Our far flung festive frolics
Christmas was pretty much a day like any other in Tamano. People went to work, shops were open, cars were on the road in usual numbers, cyclists pedalled their way to wherever they were going. Our numbers were swelled though, by the arrival of Yvette (the Project Manager’s wife) and her two daughters. The first female company for four weeks!
The ladies are all well seasoned travellers, even Siobhan (10) and Chantelle (12) having travelled more in their years than I imagine I will in my three score and ten … or whatever our allotted time is these days. They’ve travelled with Richard to Korea, Romania, Singapore … and were a massive help in terms of making sense of some of the more difficult to discern items in the supermarket. The brightly coloured packets were pickled vegetables. You can buy flour if you know where to look. You almost need not make a purchase if you time your visit for when free samples are on offer. If it is something ghastly, you spit it out, discreetly.
Intake of coffee went up, tidiness of our bungalow went down – taking a holiday while on holiday is really the height of indulgence. And they do say a tidy house is the sign of an empty life, yes. A slightly messy one is a sign that there are girls to chat to and jaunts to go on.
We did have a lovely little Christmas tree, thanks to colleague Owen, which was beautifully dwarfed by the few presents we had. Scarf, pencil case, jumper, diary and gloves exchanged we decided that definitely the best present by far was the bag of oats Yvette had brought out for us from the UK. Strange, for neither of us had put “porridge” on the list of things we might miss.
We also received a lovely cake and bottle of champagne from the shipyard. The cake, decorated with a marzipan santa, candles and holly was a cream affair and, in preparation for dining en masse that night next door, we rested the table in the garden and demolished the cake. Passersby nearly drove into the fence, but at 15oC it genuinely was warm enough. We weren’t actually trying to maintain the eccentric Brits abroad stereotype. That was just a by-product of our al fresco afternoon tea.
The table eventually made its way around to Richard and Yvette’s, as did we a couple of hours later. It was fitting for how far flung and foreign we felt, that we didn’t dine on the traditional fare. We had the most delicious curry I have had in an awfully long time. Bahumbug’s adage that the turkey and trimmings meal is the one part of the Christmas that makes it bearable (though the presents don’t tend to be rejected … ) was swept aside. Our hosts’ modesty that it was just a curry really didn’t wash. It was a feast – of onion bhajis, potato curry, pork curry, aubergine curry, cucumber salad, rice, nan bread … and some mango chutney which they had somehow managed to source, rightly rationed owing to the premium paid for this additional delicacy.

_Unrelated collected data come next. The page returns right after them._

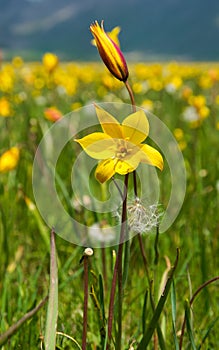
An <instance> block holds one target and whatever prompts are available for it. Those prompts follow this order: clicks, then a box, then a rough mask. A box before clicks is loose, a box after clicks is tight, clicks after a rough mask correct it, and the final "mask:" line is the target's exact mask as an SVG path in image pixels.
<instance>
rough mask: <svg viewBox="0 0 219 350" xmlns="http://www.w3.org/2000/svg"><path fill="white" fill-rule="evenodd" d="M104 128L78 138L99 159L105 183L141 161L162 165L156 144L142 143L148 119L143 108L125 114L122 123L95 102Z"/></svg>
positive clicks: (100, 123)
mask: <svg viewBox="0 0 219 350" xmlns="http://www.w3.org/2000/svg"><path fill="white" fill-rule="evenodd" d="M95 108H96V113H97V116H98V119H99V122H100V124H101V127H102V130H103V132H95V133H93V134H90V135H87V136H85V137H83V138H82V139H77V140H75V141H76V142H78V143H79V144H80V145H81V147H82V148H83V149H84V151H85V152H86V153H87V154H88V155H89V156H90V157H92V158H94V159H99V160H100V163H99V164H98V166H97V168H96V172H95V176H96V179H97V180H98V181H99V182H100V183H104V182H106V181H108V180H109V179H111V178H112V176H113V175H114V174H115V173H118V174H120V175H125V174H128V173H130V172H132V171H134V170H135V169H136V168H137V167H138V165H139V163H140V162H143V163H146V164H150V165H152V166H155V167H157V168H159V169H160V170H162V169H163V158H162V156H161V154H160V153H159V152H158V151H157V150H156V149H154V148H153V147H151V146H149V145H147V144H143V143H142V142H143V141H144V140H145V139H146V138H147V136H148V133H149V123H148V120H147V117H146V115H145V113H144V111H143V110H139V111H137V112H135V113H133V114H131V115H129V116H128V117H126V118H125V119H124V120H123V122H122V124H119V122H118V121H117V120H116V119H115V118H114V117H113V116H111V115H110V114H109V113H108V112H106V111H105V110H104V109H102V108H100V107H98V106H95Z"/></svg>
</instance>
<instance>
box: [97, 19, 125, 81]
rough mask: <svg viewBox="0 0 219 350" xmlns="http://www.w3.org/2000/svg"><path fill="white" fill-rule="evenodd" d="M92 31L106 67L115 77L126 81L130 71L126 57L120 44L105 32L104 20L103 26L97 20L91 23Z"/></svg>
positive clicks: (101, 22)
mask: <svg viewBox="0 0 219 350" xmlns="http://www.w3.org/2000/svg"><path fill="white" fill-rule="evenodd" d="M90 31H91V33H92V34H93V36H94V39H95V42H96V46H97V49H98V51H99V54H100V56H101V58H102V60H103V62H104V63H105V65H106V67H107V68H108V69H109V71H110V72H111V73H112V75H113V76H114V77H115V78H117V79H118V80H121V81H123V82H126V80H127V79H128V75H129V73H128V67H127V64H126V61H125V58H124V56H123V54H122V52H121V50H120V48H119V46H118V45H117V44H116V43H115V42H114V41H113V40H112V39H111V38H110V37H109V35H107V33H106V32H105V30H104V27H103V21H102V22H101V26H99V23H98V22H97V21H95V23H93V24H91V26H90Z"/></svg>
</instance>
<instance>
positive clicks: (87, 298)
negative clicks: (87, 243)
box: [82, 255, 88, 350]
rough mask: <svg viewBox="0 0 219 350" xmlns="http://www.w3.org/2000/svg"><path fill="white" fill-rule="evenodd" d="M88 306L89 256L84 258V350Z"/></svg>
mask: <svg viewBox="0 0 219 350" xmlns="http://www.w3.org/2000/svg"><path fill="white" fill-rule="evenodd" d="M87 306H88V256H86V255H85V256H84V313H83V315H84V317H83V335H82V350H86V348H87V345H86V343H87Z"/></svg>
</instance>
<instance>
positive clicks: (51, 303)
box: [45, 229, 58, 350]
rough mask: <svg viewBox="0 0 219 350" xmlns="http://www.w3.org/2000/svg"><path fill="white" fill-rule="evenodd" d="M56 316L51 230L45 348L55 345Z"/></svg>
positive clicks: (51, 237)
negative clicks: (49, 266)
mask: <svg viewBox="0 0 219 350" xmlns="http://www.w3.org/2000/svg"><path fill="white" fill-rule="evenodd" d="M57 318H58V269H57V262H56V247H55V232H54V230H53V229H52V231H51V240H50V287H49V302H48V309H47V317H46V329H45V349H46V350H54V349H55V347H56V326H57Z"/></svg>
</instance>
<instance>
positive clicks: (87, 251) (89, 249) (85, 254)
mask: <svg viewBox="0 0 219 350" xmlns="http://www.w3.org/2000/svg"><path fill="white" fill-rule="evenodd" d="M93 253H94V251H93V249H92V248H86V249H85V250H84V255H86V256H92V255H93Z"/></svg>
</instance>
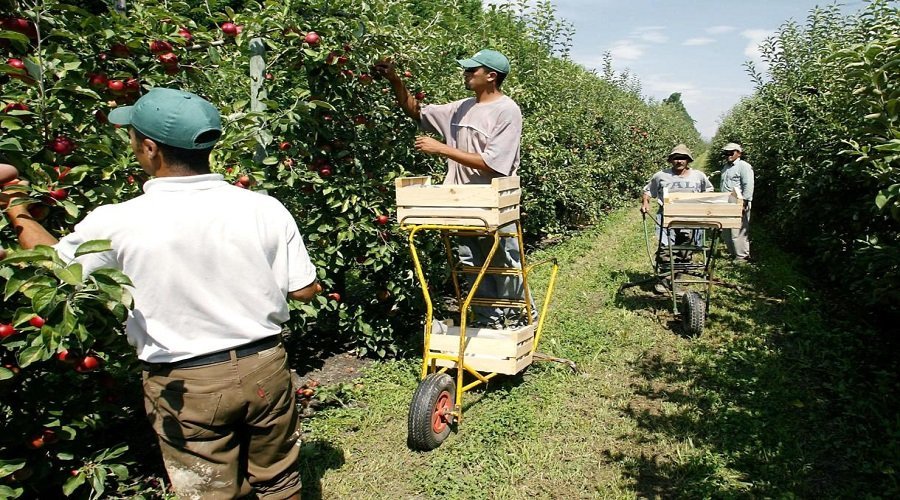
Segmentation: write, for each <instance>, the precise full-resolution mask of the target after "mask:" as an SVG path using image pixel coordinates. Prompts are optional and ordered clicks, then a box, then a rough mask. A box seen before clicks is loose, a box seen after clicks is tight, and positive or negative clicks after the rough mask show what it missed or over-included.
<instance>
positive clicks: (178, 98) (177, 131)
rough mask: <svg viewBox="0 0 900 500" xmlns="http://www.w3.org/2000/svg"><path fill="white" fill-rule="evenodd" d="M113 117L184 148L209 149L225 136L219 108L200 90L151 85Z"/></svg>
mask: <svg viewBox="0 0 900 500" xmlns="http://www.w3.org/2000/svg"><path fill="white" fill-rule="evenodd" d="M109 121H110V122H111V123H114V124H116V125H130V126H132V127H133V128H134V129H135V130H137V131H138V132H140V133H141V134H143V135H145V136H147V137H149V138H150V139H152V140H154V141H156V142H158V143H160V144H165V145H166V146H173V147H176V148H181V149H208V148H211V147H213V146H214V145H215V144H216V142H217V141H218V140H219V138H220V137H221V136H222V117H221V116H220V115H219V110H217V109H216V107H215V106H213V105H212V103H210V102H209V101H207V100H206V99H204V98H202V97H200V96H198V95H197V94H193V93H191V92H186V91H184V90H177V89H166V88H155V89H151V90H150V92H147V93H146V94H144V95H143V96H142V97H141V98H140V99H138V100H137V102H135V103H134V106H122V107H119V108H116V109H114V110H112V111H111V112H110V113H109Z"/></svg>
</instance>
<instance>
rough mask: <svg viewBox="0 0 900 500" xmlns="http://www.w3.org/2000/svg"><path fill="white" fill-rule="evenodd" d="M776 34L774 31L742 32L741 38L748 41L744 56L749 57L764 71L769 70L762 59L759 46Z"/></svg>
mask: <svg viewBox="0 0 900 500" xmlns="http://www.w3.org/2000/svg"><path fill="white" fill-rule="evenodd" d="M774 34H775V32H774V31H772V30H764V29H750V30H744V31H742V32H741V36H742V37H744V38H746V39H747V46H746V47H744V55H745V56H747V57H749V58H750V60H751V61H752V62H753V64H755V65H756V66H757V67H758V68H760V69H762V70H763V71H765V70H766V69H767V68H768V65H767V64H766V63H765V62H764V61H763V59H762V52H761V51H760V50H759V46H760V44H761V43H763V41H765V39H766V38H769V37H770V36H772V35H774Z"/></svg>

Over the next few days, I tended to time my visits for when Yvette was in the kitchen, hoping to learn a few of her recipes. I’d watch as she chucked ingredients in a pan, no measuring, no scales, no recipe book, just cook. This has become a theme with those whose culinary skills I admire – they can’t tell you really how much of this or how much of that or for how long– they just know. It’s an instinct, born either of a culinary super gene, a seventh sense of what works or practise.
Much as I found with Effie, my Hebridean mother-in-law, there is no secret ingredient, in fact it is the opposite – simple good ingredients combined skilfully and cooked really well. I suppose it’s “the knowledge”, gained either at another’s side or through trial and error, bitter experience (along with sweet, salt and that odd savoury one – umami which sounds and is a Japanese word, the fifth taste having been identified in 1908 by Kikunae Ikeda of Tokyo Imperial University while researching the strong flavour in seaweed broth). Still my scones don’t turn out as perfectly as Effie’s (unless she is standing beside me while I do them) and I don’t suppose my curry will be anywhere near as delicious as Yvette’s.
So when did we start to learn things from a soulless set of instructions rather than from family, a friend or trusting ourselves? Measuring things carefully, panicking over consistency and method? No wonder the chatty, friendly style of Nigella and Jamie’s books and TV shows have been so successful. Cooking is something we have to do, need to do, but I think the best ingredient might be company and the most important skill is confidence. Yet somehow, we have gone from cooking and eating as a family to rush meals through the week then making a big elaborate effort to dine with friends.
Cooking and eating are social activities, they are about fuel for living, our health and well being, not a performance. Little wonder plonking something in the microwave and gobbling it down before the tv is so unsatisfactory, but in the hectic 21st century it’s regrettably a necessary evil. Those of us on an extended holiday though, are now planning to try and gain that confidence trick … and while I’m only vaguely certain about what pre-packs might contain, it’s the safer option. So I’m grateful for the gift of time to experiment in the kitchen and for the willing guinea pig who is happy enough to stomach the good and the bad.